In Fabric offers us fashion to die for

Atmospheric, sinister and devilishly surreal by turns, “In Fabric” feels like the kind of creepy, abstract menace which used to call for irregularities to be handled by the forces controlling each dimension, albeit one where transuranic heavy elements may not be used.

Sheila (Marianne Jean-Baptiste), a recently divorced bank teller visits department store Dentley and Soper’s to buy a dress for an upcoming date. While browsing, her attention is drawn to a beautiful, flowing red dress which the mysterious store clerk Miss Luckmoore (Fatma Mohamed) convinces her to buy. But before long the dress begins to exert an unsettling and malign influence on Shiela and those she loves.

Exquisitely tailored in a seventies arthouse style, the direction, editing and colour scheme evoke a particular period while simultaneously making clear its contemporary setting, leveraging the uneasy anachronisms into a sense of creeping disconnection and atmospheric unease. There’s a claustrophobic quality to the shots without ever making the settings feel small and cheap, with light and shadows, in particular, being used to sublime effect.

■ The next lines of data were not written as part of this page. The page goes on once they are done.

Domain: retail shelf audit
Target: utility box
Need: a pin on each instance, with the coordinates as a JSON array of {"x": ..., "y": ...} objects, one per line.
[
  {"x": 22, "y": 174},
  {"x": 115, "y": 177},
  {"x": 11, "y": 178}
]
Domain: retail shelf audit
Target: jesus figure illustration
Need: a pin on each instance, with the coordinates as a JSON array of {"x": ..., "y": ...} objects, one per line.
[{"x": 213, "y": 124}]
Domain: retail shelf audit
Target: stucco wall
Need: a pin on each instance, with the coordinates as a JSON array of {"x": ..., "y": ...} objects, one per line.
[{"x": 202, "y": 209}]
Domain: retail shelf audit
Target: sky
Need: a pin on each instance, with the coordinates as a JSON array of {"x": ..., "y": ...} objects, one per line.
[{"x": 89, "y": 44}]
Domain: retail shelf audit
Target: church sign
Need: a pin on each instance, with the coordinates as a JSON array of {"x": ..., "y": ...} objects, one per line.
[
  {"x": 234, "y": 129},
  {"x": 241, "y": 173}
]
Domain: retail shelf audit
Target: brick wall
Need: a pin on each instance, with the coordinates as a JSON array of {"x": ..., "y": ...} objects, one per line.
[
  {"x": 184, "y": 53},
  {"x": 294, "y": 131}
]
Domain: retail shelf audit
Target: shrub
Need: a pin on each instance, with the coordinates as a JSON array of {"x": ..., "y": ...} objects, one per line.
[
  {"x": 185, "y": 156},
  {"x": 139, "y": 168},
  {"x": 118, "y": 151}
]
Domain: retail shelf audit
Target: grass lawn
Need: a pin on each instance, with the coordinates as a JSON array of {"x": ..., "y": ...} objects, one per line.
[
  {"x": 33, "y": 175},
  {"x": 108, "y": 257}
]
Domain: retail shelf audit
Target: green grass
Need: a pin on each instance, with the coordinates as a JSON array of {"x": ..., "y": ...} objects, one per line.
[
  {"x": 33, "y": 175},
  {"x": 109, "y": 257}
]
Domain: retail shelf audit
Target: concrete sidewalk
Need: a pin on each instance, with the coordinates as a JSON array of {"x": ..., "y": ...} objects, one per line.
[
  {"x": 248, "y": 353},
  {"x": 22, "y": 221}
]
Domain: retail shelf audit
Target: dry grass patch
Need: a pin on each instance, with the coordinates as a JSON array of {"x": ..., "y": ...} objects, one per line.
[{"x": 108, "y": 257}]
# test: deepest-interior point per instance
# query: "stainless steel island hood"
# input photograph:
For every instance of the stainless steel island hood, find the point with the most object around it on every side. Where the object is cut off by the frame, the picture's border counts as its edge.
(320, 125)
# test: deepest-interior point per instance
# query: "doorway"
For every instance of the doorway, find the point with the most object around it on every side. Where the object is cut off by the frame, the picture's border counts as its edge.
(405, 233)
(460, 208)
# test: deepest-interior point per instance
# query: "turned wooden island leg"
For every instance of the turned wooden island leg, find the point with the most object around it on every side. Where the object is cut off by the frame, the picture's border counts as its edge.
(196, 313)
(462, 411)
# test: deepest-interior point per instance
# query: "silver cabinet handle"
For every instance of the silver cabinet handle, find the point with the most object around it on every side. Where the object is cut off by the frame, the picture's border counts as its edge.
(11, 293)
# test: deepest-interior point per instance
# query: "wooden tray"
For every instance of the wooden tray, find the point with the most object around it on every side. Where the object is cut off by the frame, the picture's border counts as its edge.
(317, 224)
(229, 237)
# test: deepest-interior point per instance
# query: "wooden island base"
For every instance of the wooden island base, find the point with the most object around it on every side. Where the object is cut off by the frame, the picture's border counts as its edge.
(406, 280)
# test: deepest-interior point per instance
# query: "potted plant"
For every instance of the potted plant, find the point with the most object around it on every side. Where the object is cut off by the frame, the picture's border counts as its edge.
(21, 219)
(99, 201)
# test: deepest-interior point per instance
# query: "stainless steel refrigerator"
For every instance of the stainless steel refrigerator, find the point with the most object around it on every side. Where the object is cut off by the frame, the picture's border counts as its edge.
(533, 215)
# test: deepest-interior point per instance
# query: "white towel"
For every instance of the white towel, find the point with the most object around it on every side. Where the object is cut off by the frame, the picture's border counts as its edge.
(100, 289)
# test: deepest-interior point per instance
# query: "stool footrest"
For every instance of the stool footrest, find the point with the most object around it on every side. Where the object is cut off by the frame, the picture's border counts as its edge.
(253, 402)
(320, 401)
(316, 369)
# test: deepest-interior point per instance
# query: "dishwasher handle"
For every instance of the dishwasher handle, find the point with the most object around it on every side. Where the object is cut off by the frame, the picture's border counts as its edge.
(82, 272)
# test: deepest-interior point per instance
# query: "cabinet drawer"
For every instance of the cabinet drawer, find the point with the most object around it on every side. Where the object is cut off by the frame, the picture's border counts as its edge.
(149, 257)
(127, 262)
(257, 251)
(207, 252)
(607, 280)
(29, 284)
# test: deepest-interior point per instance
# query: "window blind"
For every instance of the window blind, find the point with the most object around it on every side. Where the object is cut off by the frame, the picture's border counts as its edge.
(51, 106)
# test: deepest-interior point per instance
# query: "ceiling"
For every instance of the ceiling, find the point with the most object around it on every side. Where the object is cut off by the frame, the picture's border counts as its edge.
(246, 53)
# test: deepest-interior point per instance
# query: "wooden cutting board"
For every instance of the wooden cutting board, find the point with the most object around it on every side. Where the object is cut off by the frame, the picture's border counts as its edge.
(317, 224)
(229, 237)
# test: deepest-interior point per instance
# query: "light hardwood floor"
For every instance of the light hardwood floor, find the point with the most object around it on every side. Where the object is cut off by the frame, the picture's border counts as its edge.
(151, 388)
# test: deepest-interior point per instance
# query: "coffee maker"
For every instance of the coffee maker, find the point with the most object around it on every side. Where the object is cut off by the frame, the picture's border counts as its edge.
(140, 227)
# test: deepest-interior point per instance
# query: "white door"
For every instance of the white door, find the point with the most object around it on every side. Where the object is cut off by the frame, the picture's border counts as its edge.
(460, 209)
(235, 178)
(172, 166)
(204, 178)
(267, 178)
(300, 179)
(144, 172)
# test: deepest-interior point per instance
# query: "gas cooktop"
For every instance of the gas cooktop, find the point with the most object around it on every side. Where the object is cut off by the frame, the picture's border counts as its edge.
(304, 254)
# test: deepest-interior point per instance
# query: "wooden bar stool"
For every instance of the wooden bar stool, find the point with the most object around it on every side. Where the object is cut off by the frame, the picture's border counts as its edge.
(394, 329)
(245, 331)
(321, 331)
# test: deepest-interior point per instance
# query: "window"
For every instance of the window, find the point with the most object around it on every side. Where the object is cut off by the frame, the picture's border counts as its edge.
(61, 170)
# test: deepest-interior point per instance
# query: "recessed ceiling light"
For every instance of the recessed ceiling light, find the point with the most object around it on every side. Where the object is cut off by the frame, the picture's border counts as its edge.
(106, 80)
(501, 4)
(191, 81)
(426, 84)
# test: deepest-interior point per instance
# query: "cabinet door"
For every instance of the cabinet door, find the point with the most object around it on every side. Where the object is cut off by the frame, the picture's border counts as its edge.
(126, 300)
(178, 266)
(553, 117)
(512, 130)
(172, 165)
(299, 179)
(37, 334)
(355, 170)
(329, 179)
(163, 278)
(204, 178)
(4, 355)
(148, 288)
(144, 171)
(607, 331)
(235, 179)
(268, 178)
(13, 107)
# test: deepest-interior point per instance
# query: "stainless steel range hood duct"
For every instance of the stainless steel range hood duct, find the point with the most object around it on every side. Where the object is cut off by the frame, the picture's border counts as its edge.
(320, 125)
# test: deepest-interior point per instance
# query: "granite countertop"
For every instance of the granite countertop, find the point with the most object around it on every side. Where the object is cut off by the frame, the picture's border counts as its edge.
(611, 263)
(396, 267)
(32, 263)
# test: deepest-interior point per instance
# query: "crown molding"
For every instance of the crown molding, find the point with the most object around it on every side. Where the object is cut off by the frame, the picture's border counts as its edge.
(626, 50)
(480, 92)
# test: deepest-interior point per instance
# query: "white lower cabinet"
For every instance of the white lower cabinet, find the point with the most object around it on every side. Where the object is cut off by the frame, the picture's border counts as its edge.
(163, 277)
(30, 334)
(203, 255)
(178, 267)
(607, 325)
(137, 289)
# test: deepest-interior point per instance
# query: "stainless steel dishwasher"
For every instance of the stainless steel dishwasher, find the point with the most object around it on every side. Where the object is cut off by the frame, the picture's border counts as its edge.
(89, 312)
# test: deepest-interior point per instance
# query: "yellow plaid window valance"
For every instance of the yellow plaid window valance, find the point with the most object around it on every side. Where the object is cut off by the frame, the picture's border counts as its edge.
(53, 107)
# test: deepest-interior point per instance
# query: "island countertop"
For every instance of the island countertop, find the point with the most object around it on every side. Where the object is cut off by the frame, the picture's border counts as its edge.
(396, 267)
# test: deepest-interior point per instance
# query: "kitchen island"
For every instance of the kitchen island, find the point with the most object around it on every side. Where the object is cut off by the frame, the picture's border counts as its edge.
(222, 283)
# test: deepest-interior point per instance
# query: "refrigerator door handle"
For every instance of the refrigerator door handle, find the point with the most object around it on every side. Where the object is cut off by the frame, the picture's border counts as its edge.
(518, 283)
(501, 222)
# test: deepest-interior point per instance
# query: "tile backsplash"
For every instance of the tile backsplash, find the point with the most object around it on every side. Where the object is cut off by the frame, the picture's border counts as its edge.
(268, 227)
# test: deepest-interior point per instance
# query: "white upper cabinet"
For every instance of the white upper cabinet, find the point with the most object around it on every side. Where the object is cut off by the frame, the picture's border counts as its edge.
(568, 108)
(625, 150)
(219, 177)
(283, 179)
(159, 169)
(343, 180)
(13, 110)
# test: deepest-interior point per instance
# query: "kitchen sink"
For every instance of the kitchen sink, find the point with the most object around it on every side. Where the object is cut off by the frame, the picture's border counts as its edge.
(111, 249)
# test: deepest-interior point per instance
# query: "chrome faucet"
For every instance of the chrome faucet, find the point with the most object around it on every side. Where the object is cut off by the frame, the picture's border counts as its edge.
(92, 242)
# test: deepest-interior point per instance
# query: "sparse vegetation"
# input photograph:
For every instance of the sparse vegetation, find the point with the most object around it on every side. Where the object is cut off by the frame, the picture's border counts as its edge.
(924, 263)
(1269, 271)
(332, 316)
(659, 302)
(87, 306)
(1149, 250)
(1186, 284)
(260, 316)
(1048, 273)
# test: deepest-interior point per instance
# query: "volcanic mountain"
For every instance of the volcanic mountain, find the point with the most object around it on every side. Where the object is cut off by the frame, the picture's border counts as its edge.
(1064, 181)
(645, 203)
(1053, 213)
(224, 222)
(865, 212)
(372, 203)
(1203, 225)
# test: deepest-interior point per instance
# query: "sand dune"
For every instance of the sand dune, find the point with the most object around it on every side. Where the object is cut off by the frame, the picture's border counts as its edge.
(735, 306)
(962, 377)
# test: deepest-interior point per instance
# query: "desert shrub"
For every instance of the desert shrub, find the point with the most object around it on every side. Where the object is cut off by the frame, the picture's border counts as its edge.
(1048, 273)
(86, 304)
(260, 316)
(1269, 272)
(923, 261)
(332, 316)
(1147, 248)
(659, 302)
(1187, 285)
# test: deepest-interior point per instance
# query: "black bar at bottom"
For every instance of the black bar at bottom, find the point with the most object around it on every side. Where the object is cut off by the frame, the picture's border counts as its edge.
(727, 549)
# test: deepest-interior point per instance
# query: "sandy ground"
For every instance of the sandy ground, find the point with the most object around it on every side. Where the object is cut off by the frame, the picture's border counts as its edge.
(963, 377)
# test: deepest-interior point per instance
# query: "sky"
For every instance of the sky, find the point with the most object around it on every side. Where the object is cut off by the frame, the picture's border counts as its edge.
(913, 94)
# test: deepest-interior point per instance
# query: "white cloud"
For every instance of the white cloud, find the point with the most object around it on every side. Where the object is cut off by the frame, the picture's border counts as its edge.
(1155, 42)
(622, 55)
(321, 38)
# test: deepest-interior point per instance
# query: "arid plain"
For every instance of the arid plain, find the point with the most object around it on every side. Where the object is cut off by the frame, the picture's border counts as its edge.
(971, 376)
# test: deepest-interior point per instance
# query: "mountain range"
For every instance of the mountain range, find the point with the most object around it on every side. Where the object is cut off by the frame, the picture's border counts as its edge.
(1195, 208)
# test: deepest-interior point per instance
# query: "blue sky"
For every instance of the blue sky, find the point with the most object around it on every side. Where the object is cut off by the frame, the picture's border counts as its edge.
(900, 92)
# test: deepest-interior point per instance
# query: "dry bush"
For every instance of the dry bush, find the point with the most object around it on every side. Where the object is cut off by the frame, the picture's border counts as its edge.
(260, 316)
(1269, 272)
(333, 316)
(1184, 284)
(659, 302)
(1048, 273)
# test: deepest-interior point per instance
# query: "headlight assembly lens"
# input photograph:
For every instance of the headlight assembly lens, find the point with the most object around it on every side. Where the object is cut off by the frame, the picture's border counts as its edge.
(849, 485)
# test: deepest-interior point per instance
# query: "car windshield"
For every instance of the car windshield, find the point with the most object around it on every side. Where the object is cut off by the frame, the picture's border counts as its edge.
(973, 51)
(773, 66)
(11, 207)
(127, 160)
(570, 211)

At times it feels like “Suspiria” in a department store and while the idea of a malevolent item of clothing is in and of itself silly, in the dreamlike ambience of the movie, it never feels anything less than sinister. Archly inscrutable, the film offers us an apparent coven of witches who seem to run the department store in order to encourage unwary shoppers into bargains of a more Mephistophelian nature than they may be aware of, counterpointed by an equally outré pair of Bank Managers (played by Julian Barratt and Steve Oram) who seem to spend their time seeking stories and memories as spiritual collateral for the prosaic personal finance products they find themselves hawking.

As a metaphor for the toxic and destructive effects of fast fashion, it’s far sharper and more incisive than anything the floundering “Greed” managed to deliver and as a treatise on the dehumanising effects of everyday commercialism on the soul, it’s a potent if occasionally abstruse allegory.

It suffers slightly from a structure which aims for anthology but falls short by having perhaps one too few stories woven into the fabric of the demonic dress’ journey. With Sheila’s ill-fated dating life and increasingly fractious relationship with her son (Jaygann Ayeh) and his girlfriend (Gwendoline Christie) handing over to the tale of soon-to-be-married washing machine repairman Reg (Leo Bill), it may seem odd to complain that a movie which occasionally moves at a glacial pace and is already pushing two hours long needed a longer third act but this is one sewing pattern where I had no desire to cut corners.